Reducing non linear laws to linear form

Yuseph · Oct 6, 2020

Yo guys,

This exercice doesnt make sense to me at all. Ive learnt that equations must not lose their equilibrium. And now i see this.

JeffM · Oct 6, 2020

The idea here is that the given data values are almost certainly erroneous (faux), but by a small and random amount.

(Alternatively, the data values given are exact but not fully explained by the process that is dominant. It is similar to calculating a trajectory while ignoring air resistance or the speed of the earth's rotation.)

The mathematics is messy so most of us use a computer. We calculate a simple line or curve in such a way as to minimize a measure of error (usually the sum of the squared errors) between the calculated result and the given data. We then should analyze the errors (though if the measure of error is small, this step is frequently skipped) before concluding that the result is good enough.

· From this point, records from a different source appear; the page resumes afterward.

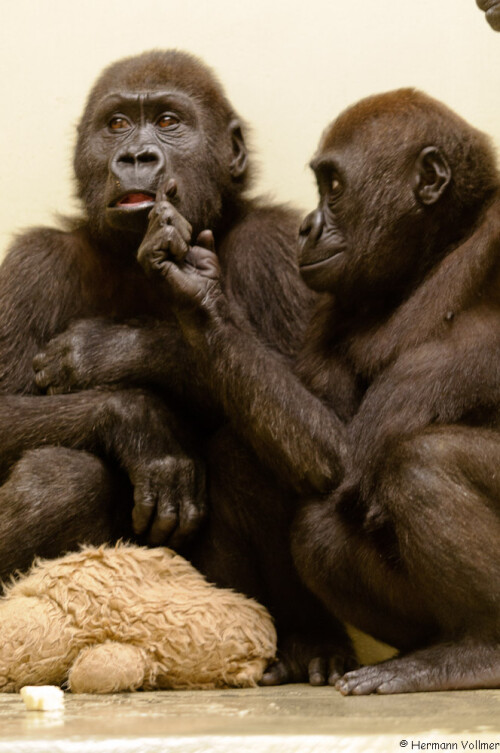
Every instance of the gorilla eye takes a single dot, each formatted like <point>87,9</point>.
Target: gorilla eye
<point>336,188</point>
<point>118,123</point>
<point>167,121</point>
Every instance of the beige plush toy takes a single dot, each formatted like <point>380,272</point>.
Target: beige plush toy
<point>121,618</point>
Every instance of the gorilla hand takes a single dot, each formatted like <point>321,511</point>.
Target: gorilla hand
<point>168,234</point>
<point>82,356</point>
<point>169,501</point>
<point>193,282</point>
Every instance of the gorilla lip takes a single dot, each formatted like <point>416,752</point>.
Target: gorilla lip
<point>134,199</point>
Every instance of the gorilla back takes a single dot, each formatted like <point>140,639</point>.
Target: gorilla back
<point>72,465</point>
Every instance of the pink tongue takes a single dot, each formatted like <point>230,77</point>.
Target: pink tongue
<point>136,198</point>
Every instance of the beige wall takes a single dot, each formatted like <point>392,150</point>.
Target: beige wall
<point>289,66</point>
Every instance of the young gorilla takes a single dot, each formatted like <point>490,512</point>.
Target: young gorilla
<point>400,390</point>
<point>155,123</point>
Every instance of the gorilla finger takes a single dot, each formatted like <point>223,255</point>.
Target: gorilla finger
<point>142,511</point>
<point>190,519</point>
<point>171,188</point>
<point>276,674</point>
<point>317,671</point>
<point>206,240</point>
<point>165,522</point>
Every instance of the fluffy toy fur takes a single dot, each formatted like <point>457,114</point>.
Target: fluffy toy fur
<point>110,619</point>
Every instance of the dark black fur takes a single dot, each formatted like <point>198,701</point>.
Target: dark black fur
<point>492,11</point>
<point>158,123</point>
<point>392,433</point>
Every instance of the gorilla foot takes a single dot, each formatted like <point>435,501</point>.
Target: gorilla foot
<point>461,666</point>
<point>318,663</point>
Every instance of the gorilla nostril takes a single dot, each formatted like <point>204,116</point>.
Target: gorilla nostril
<point>312,226</point>
<point>147,156</point>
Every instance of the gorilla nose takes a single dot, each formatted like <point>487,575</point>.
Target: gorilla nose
<point>146,159</point>
<point>312,227</point>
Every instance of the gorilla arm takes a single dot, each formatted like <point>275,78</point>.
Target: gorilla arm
<point>38,288</point>
<point>439,382</point>
<point>287,426</point>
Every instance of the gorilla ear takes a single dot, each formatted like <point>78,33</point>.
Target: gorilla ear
<point>432,175</point>
<point>239,160</point>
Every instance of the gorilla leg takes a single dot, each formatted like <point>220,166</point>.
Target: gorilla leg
<point>418,566</point>
<point>246,546</point>
<point>55,499</point>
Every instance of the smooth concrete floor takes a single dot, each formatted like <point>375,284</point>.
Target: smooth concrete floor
<point>288,718</point>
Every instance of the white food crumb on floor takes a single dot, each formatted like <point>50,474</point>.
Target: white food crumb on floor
<point>42,697</point>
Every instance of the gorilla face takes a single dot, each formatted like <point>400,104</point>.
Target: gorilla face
<point>139,132</point>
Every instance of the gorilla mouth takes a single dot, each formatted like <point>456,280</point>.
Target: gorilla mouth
<point>134,199</point>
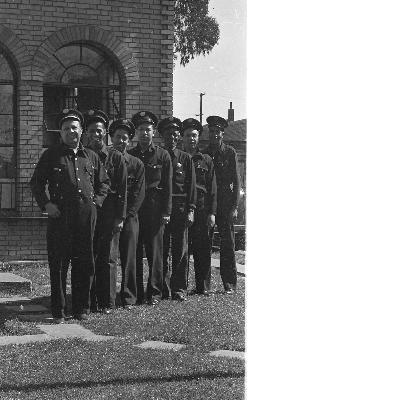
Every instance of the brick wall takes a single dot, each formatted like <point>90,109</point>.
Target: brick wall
<point>23,239</point>
<point>136,35</point>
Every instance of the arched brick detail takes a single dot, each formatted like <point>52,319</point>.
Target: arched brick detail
<point>104,40</point>
<point>17,51</point>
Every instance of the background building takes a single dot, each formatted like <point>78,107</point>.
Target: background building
<point>114,55</point>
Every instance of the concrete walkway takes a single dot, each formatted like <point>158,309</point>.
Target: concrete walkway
<point>24,311</point>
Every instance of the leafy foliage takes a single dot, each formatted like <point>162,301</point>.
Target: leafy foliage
<point>195,32</point>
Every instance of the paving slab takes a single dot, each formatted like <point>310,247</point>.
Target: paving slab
<point>27,308</point>
<point>228,353</point>
<point>14,299</point>
<point>15,284</point>
<point>63,331</point>
<point>241,270</point>
<point>5,340</point>
<point>161,345</point>
<point>46,317</point>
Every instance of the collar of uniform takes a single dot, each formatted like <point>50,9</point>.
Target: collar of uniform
<point>65,147</point>
<point>198,154</point>
<point>104,149</point>
<point>174,152</point>
<point>150,148</point>
<point>126,156</point>
<point>222,147</point>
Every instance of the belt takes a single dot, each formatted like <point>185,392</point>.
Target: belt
<point>75,198</point>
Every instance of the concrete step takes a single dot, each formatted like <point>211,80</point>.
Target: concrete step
<point>14,284</point>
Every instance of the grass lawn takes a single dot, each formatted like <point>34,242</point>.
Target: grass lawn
<point>77,369</point>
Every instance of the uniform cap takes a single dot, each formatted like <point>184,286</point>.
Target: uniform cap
<point>96,116</point>
<point>214,120</point>
<point>192,123</point>
<point>124,123</point>
<point>69,113</point>
<point>168,122</point>
<point>144,116</point>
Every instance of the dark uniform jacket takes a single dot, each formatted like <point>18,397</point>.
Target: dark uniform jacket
<point>69,175</point>
<point>136,184</point>
<point>227,175</point>
<point>183,178</point>
<point>205,182</point>
<point>158,173</point>
<point>114,164</point>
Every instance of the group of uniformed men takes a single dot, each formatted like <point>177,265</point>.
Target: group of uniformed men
<point>101,201</point>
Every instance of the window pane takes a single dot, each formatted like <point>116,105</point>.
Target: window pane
<point>53,71</point>
<point>108,74</point>
<point>80,74</point>
<point>91,57</point>
<point>69,55</point>
<point>6,129</point>
<point>7,162</point>
<point>6,99</point>
<point>5,70</point>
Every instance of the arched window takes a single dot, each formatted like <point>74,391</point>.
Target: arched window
<point>7,132</point>
<point>80,76</point>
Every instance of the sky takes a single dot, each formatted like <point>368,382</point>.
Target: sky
<point>221,75</point>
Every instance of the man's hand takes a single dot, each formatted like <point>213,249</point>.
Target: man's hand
<point>211,221</point>
<point>190,218</point>
<point>233,216</point>
<point>165,219</point>
<point>52,210</point>
<point>118,225</point>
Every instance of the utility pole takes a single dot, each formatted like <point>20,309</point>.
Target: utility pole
<point>201,107</point>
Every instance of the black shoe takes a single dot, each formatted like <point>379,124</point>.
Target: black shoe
<point>81,317</point>
<point>179,297</point>
<point>153,302</point>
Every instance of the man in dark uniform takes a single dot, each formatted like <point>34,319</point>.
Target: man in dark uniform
<point>122,132</point>
<point>77,184</point>
<point>183,205</point>
<point>155,211</point>
<point>200,233</point>
<point>111,217</point>
<point>228,190</point>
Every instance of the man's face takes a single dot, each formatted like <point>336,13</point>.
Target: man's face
<point>215,135</point>
<point>120,139</point>
<point>96,132</point>
<point>145,133</point>
<point>171,137</point>
<point>71,132</point>
<point>190,139</point>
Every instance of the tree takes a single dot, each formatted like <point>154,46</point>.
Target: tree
<point>195,32</point>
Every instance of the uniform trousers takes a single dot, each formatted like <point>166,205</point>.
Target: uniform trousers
<point>104,288</point>
<point>70,239</point>
<point>201,248</point>
<point>128,238</point>
<point>151,236</point>
<point>176,239</point>
<point>227,251</point>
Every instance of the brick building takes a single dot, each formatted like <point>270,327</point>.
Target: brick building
<point>116,55</point>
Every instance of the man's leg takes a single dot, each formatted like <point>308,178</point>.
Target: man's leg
<point>127,247</point>
<point>167,267</point>
<point>179,250</point>
<point>201,251</point>
<point>82,261</point>
<point>106,258</point>
<point>227,252</point>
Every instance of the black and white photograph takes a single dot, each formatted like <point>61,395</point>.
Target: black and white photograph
<point>123,199</point>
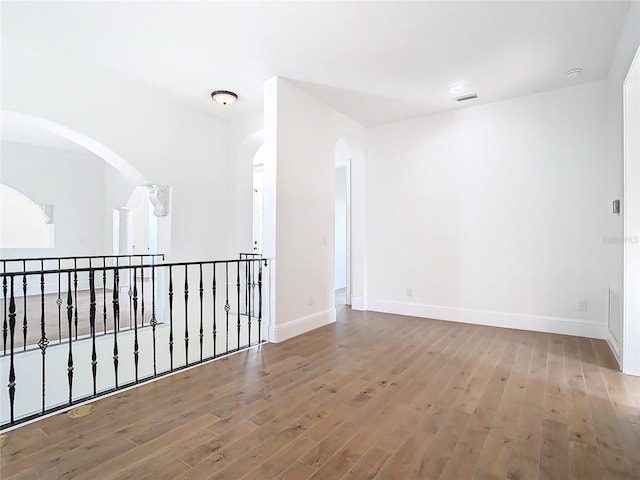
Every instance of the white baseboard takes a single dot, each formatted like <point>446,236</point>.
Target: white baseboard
<point>359,303</point>
<point>614,346</point>
<point>280,333</point>
<point>536,323</point>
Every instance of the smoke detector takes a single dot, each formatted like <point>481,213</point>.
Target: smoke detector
<point>224,97</point>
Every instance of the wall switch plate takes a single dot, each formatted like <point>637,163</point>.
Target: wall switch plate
<point>616,207</point>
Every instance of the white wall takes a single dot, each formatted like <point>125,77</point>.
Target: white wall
<point>341,228</point>
<point>245,137</point>
<point>625,51</point>
<point>299,175</point>
<point>170,144</point>
<point>631,333</point>
<point>494,214</point>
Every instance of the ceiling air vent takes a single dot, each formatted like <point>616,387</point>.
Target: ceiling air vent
<point>470,96</point>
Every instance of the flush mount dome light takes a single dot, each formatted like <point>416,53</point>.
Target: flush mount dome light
<point>224,97</point>
<point>574,72</point>
<point>457,88</point>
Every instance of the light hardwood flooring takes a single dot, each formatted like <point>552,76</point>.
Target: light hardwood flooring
<point>372,396</point>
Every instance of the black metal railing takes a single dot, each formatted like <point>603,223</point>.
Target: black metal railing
<point>167,333</point>
<point>53,288</point>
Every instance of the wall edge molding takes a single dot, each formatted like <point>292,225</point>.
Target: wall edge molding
<point>296,327</point>
<point>614,346</point>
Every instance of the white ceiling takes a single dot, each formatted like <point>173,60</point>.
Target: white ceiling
<point>376,61</point>
<point>17,130</point>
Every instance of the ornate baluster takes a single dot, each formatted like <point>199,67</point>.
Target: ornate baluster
<point>186,316</point>
<point>44,341</point>
<point>249,267</point>
<point>142,295</point>
<point>12,370</point>
<point>213,288</point>
<point>24,297</point>
<point>238,295</point>
<point>92,324</point>
<point>171,316</point>
<point>201,313</point>
<point>104,294</point>
<point>227,307</point>
<point>136,350</point>
<point>75,292</point>
<point>70,323</point>
<point>4,296</point>
<point>130,292</point>
<point>154,322</point>
<point>59,302</point>
<point>116,321</point>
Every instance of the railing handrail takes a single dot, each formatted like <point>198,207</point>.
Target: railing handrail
<point>83,257</point>
<point>126,267</point>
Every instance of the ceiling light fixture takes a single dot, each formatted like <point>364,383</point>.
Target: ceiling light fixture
<point>457,88</point>
<point>224,97</point>
<point>574,72</point>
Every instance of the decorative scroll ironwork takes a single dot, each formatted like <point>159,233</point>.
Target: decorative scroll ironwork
<point>186,315</point>
<point>215,327</point>
<point>249,289</point>
<point>12,370</point>
<point>153,322</point>
<point>44,341</point>
<point>238,298</point>
<point>201,289</point>
<point>70,323</point>
<point>4,318</point>
<point>116,322</point>
<point>171,316</point>
<point>92,324</point>
<point>24,298</point>
<point>136,346</point>
<point>75,293</point>
<point>227,307</point>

A different way to say it is that "regression analysis" is a way to come up with simple models that seem to be reasonably good.

Yuseph · Oct 6, 2020

Alright so this is the part ive been looking to learn from day 1, linear regression for machine learning. So this is moving to approximate math now. Obviously this is just the 1st step because maths for machine learning seems like phd material

JeffM · Oct 6, 2020

I know nothing about machine learning.

The math of linear regression itself is not approximate except in the sense that the number of digits is limited. In all probability, the data is not perfect, which means you cannot get exact numerical answers. Interpreting whether the results are "good enough" calls for mathematical sophistication that I do not have.

Dr.Peterson · Oct 6, 2020

Yuseph said:
Yo guys,

This exercise doesn't make sense to me at all. Ive learnt that equations must not lose their equilibrium. And now i see this.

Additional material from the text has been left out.